Ao detalhar a revisão, Aquino afirmou, “Em virtude da qualidade dos ativos que o BRB conseguiu buscar no Master, a gente também está ponderando que faltam mais, tem que ser feita provisão de mais R$ 2,2 bilhões”, em depoimento à Polícia Federal visto pela Reuters.
O diretor também disse que, “A dimensão da provisão dentro do balanço do BRB será de elevada monta. Será de mais de R$ 4 bilhões. […] A probabilidade é que seja mais de R$ 5 bilhões de ajuste”, conforme o mesmo depoimento, visto pela Reuters.
Histórico e impactos contábeis
Inicialmente, o Banco Central havia solicitado que o BRB provisionasse R$ 2,6 bilhões para cobrir eventuais rombos relativos a operações com o Master, valor agora revisto para cima.
O ajuste maior tem impacto direto na capacidade do BRB de compor capital e na leitura do mercado sobre a saúde financeira do banco, já que provisões dessa ordem afetam lucros e indicadores de solvência.
Liquidação do Master e investigação
O Banco Master foi alvo de liquidação extrajudicial decretada pelo BC em 18 de novembro, no mesmo dia em que o empresário Daniel Vorcaro, apontado como dono do Master, foi preso em operação da Polícia Federal que apura suspeita de fraudes bilionárias.
Vorcaro foi posteriormente solto, mas cumpre medidas cautelares, e o caso segue sob investigação no âmbito de inquérito conduzido pelo Supremo Tribunal Federal, segundo as apurações.
Posições do BRB, do BC e da defesa
Questionados sobre o depoimento, o Banco Central e o BRB não responderam de imediato a pedidos de comentário, conforme registros das apurações.

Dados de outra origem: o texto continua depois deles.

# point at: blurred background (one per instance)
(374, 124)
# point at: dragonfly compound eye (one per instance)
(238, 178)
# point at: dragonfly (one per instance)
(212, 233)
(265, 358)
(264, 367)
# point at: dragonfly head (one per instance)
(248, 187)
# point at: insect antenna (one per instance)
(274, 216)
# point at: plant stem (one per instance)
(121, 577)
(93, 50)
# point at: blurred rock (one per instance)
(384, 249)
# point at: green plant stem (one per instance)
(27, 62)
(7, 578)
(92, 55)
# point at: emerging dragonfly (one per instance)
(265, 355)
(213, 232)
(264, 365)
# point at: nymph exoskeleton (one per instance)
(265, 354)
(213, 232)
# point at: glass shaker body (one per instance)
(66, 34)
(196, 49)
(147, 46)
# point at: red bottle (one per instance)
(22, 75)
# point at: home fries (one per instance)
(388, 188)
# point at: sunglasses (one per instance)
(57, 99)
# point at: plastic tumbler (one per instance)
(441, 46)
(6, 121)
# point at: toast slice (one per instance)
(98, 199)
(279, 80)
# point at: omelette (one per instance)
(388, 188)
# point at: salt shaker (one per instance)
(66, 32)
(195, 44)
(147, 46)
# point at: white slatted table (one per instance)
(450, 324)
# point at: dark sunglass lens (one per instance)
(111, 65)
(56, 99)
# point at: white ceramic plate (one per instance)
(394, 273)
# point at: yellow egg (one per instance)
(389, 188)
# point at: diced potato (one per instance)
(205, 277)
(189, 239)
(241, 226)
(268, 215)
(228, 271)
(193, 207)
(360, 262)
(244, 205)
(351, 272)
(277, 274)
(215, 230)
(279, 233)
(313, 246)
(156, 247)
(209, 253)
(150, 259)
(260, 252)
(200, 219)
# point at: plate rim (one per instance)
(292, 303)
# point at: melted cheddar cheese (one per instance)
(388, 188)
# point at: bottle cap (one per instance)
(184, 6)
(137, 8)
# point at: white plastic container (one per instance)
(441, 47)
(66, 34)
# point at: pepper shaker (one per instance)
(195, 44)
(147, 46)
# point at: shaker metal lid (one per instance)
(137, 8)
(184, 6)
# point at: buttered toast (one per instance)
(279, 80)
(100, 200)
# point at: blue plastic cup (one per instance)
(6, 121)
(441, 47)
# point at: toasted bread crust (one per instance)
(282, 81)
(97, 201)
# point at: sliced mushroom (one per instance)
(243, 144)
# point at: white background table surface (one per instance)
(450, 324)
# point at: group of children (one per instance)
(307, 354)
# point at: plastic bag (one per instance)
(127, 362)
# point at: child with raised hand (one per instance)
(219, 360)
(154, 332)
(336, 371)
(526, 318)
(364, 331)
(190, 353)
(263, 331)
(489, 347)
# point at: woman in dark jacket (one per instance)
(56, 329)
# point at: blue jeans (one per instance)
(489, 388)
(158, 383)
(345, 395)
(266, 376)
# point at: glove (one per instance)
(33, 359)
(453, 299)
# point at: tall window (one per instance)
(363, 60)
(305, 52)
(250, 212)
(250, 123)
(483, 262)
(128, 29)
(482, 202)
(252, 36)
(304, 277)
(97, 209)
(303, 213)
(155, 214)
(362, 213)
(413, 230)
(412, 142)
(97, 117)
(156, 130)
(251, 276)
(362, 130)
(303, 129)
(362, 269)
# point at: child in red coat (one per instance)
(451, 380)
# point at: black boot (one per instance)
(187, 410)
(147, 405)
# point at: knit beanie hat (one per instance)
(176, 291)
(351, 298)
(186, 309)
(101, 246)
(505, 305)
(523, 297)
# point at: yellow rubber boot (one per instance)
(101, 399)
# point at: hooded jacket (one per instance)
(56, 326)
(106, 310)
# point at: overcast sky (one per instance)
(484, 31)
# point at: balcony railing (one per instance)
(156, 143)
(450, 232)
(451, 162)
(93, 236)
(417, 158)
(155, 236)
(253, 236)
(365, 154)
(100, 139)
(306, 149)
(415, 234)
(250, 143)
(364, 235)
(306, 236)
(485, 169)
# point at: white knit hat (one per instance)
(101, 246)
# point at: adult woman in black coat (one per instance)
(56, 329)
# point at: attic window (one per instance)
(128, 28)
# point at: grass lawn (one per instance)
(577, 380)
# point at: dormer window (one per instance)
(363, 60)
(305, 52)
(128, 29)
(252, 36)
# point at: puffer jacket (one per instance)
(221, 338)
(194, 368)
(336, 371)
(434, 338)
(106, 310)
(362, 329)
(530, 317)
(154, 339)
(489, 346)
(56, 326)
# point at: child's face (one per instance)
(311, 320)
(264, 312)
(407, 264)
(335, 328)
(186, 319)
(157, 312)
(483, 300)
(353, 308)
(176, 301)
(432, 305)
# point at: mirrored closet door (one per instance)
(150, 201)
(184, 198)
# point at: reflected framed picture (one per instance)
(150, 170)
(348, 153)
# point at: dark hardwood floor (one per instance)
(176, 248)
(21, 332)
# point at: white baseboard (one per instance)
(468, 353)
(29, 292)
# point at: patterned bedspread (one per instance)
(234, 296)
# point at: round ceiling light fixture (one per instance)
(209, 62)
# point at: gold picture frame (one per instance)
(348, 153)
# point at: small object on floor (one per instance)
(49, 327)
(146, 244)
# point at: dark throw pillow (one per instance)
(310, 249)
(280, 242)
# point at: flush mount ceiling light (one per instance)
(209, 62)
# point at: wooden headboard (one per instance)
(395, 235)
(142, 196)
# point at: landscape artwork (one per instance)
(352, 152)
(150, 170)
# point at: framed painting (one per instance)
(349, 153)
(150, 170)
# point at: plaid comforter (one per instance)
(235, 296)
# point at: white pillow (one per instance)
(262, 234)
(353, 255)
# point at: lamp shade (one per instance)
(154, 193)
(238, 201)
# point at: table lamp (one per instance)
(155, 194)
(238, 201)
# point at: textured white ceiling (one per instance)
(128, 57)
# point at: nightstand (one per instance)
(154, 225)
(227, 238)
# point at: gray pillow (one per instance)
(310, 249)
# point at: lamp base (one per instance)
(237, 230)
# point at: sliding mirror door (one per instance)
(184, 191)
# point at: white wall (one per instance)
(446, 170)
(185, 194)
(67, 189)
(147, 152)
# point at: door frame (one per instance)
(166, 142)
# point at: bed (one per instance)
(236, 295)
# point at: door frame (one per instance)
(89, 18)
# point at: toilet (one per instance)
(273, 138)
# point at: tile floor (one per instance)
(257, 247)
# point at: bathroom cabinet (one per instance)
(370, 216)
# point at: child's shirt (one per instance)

A defesa de Daniel Vorcaro emitiu nota afirmando que “as carteiras de crédito objeto das tratativas com o BRB foram efetivamente substituídas por outros ativos, todos regularmente registrados no balanço da instituição, auditados e precificados de acordo com metodologias formais de classificação de risco, sob supervisão do BC”.
Os advogados também sustentaram que “o BRB aprovou a aquisição dos ativos dentro dos parâmetros técnicos e contábeis vigentes à época” e acrescentaram, “A defesa de Daniel Vorcaro lamenta que trechos de depoimentos estejam sendo divulgados fora de contexto, segue colaborando integralmente com as autoridades competentes e confia que a apuração técnica completa dos fatos afastará interpretações que não correspondem à realidade”.
As informações citadas neste texto foram obtidas a partir de depoimentos e reportagens, incluindo o depoimento do diretor do BC visto pela Reuters, e da cobertura do g1 sobre o caso.